For now, much like Sputnik of yore, each of the Sprites in low-Earth orbit carries a radio transmitter that almost anyone might tune in to with relative ease, serving as a real-world demonstration of emerging spaceflight capabilities that could prove revolutionary. [Gallery: Visions of Interstellar Starship Travel]
The Sprites' revolution, however, is not being televised, and is presently struggling just to be heard on the radio. One Sprite apiece is attached to the outside of each mothership — the Latvian Venta satellite and the Italian Max Valier satellite, the latter of which also holds four additional Sprites awaiting deployment into space as wholly independent spacecraft. Radio telemetry from minuscule magnetometers and gyroscopes on the deployed Sprites would then be used to track the spacecraft as they shift, spin and tumble, to better understand their orbital dynamics. Ground stations in California and New York have received radio signals from at least one of the exterior-mounted Sprites, but mission controllers are struggling to establish communications with the Max Valier, which may have failed to deploy its own radio antenna. Without that communications link, Max Valier's payload of Sprites cannot be deployed, and uncertainty lingers over whether both exterior Sprites are actually transmitting.
"We've gotten signals from at least one Sprite, but we're not sure which because we haven't received two signals simultaneously," says Zac Manchester, a post-doctoral researcher at Harvard University who is helming the project for Breakthrough Starshot. Manchester began work on the Sprites in 2007 while earning his PhD at Cornell University, laboring alongside Cornell professor Mason Peck and another doctoral student, Justin Atchison.

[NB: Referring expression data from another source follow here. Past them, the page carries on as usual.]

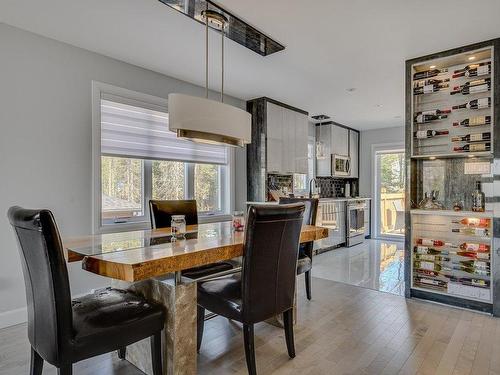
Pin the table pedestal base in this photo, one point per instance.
(179, 334)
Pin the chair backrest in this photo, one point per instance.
(161, 212)
(50, 323)
(270, 260)
(311, 208)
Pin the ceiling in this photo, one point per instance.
(331, 45)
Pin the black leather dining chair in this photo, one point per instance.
(304, 264)
(266, 285)
(62, 331)
(161, 212)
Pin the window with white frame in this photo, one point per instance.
(140, 159)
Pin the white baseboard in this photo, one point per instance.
(13, 317)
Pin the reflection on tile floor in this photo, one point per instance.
(374, 264)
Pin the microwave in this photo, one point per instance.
(341, 165)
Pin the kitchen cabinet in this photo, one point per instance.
(286, 140)
(279, 144)
(275, 149)
(331, 215)
(324, 166)
(353, 153)
(340, 140)
(367, 218)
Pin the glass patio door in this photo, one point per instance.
(390, 193)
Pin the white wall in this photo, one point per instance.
(369, 138)
(45, 142)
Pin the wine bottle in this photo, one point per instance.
(478, 198)
(474, 121)
(429, 73)
(472, 137)
(478, 247)
(427, 89)
(473, 87)
(474, 147)
(475, 104)
(434, 112)
(474, 222)
(473, 70)
(422, 134)
(471, 231)
(427, 82)
(430, 242)
(423, 118)
(431, 282)
(426, 265)
(426, 250)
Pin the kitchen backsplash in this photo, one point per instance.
(335, 187)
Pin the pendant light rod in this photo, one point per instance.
(206, 55)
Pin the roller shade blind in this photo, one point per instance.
(134, 129)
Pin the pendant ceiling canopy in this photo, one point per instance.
(236, 29)
(205, 120)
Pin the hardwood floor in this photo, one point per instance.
(343, 330)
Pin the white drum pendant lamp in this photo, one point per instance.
(205, 120)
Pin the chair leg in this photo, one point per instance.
(288, 325)
(122, 352)
(308, 284)
(156, 357)
(248, 338)
(65, 370)
(200, 326)
(36, 365)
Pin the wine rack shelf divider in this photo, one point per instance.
(452, 115)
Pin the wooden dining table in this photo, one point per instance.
(150, 263)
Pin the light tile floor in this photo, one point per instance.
(374, 264)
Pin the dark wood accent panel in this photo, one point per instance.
(415, 169)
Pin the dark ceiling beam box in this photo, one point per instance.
(236, 30)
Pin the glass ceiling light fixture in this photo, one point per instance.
(320, 145)
(202, 119)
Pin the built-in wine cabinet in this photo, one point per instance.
(452, 147)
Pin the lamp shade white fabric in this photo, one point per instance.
(208, 121)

Despite the setback, Worden is bullish on the mission's value. "Our primary objective was to show that a Sprite's communications and power systems could work in space — that's the baseline data we need to pursue further steps," he says. "From our perspective, this experiment has been 100 percent successful."
Manchester is similarly ebullient: "This is the first time we've successfully demonstrated Sprites end-to-end by flying them in space, powering them with sunlight and receiving their signals back on Earth." Each Sprite, he says, generates only 100 milliwatts of electricity in direct sunlight. That's scarcely enough to sustain a typical wireless router's antenna, but sufficient in ideal circumstances to transmit data down from low-Earth orbit at a rate akin to that of a fax machine. More impressively, those 100 milliwatts are also enough to operate Sprite's onboard microprocessors, which surpass many full-sized satellites from the 1990s in terms of raw computing power.